Nucleic Acid Synthesis

NMR spectroscopy is an important tool to determine structures of nucleic acids alone and in interaction with proteins or small molecules. In fact, about half of the RNA structures deposited in the Protein Data Bank have been determined by NMR spectroscopy. Nucleic acids containing roughly less than ~40 nucleotides will require simple ¹⁵N or ¹³C/¹⁵N enrichment to provide the constraints necessary to determine full three-dimensional structures. Advances in isotope-enrichment strategies have been crucial in the success for the study of larger RNAs. These advances primarily include the use of selectively and uniformly deuterated nucleotides and segmental isotope labelling using deuterium.

The most popular approaches to produce labelled RNA molecules for NMR studies use enzymatic in vitro transcription methods that employ labelled rNTPs, T7 RNA polymerase and either linearized plasmids or double stranded DNA as templates. These techniques are used to construct labelled RNA molecules of which all of one type of nucleotide is labelled.

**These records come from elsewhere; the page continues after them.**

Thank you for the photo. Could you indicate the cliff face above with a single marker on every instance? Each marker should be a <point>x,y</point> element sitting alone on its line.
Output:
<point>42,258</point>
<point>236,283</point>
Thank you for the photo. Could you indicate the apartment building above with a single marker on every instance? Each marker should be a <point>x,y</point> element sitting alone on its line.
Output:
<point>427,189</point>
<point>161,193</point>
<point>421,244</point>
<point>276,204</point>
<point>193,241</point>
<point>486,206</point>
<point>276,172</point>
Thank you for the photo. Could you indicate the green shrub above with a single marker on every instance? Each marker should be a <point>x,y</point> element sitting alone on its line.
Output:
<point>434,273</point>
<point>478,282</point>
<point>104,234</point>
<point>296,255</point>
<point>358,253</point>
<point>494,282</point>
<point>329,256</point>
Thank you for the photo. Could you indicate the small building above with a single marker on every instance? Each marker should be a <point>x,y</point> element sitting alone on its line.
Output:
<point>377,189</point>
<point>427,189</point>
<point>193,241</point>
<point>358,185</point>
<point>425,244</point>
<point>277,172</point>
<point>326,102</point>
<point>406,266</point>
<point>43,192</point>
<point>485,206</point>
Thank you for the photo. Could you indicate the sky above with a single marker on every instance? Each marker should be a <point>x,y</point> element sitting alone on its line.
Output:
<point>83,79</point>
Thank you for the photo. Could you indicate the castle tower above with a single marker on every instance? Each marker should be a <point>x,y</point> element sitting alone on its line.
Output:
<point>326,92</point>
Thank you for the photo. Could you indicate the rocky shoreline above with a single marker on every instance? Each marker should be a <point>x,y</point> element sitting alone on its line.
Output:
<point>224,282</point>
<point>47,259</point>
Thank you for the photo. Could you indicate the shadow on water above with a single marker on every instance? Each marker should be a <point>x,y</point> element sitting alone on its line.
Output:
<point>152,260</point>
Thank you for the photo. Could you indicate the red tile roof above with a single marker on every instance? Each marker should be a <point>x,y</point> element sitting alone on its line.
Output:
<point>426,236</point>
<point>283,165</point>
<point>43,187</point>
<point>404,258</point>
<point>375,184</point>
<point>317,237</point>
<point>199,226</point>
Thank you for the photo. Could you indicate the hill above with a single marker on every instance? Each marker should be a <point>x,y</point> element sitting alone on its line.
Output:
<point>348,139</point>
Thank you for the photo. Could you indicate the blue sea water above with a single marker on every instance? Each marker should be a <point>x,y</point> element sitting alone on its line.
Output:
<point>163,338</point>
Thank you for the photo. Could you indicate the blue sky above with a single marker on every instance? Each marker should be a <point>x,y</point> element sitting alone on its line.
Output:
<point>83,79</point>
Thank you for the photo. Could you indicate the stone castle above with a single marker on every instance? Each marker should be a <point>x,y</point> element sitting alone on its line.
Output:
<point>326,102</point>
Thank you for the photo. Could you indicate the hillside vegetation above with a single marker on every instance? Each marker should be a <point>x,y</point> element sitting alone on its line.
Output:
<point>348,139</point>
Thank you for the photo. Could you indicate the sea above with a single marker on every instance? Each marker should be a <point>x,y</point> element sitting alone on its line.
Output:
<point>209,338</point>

Labelled DNA oligonucleotides are routinely synthesized using enzymatic in vitro methods that utilize labelled dNTPs, a DNA polymerase, and a cDNA template. One advantage of using enzymatic methods over phosphoramidite chemistry is that large oligonucleotides (e.g., >50 nucleotides in length) can be prepared in milligram quantities. Position-specific labelled DNA molecules can be synthesized using standard phosphoramidite chemistry (using CIL’s deoxyphosphoramidites) to overcome the limited chemical-shift dispersion of DNA, as well as to create residue-specific probes to obtain functional, structural, and dynamic information.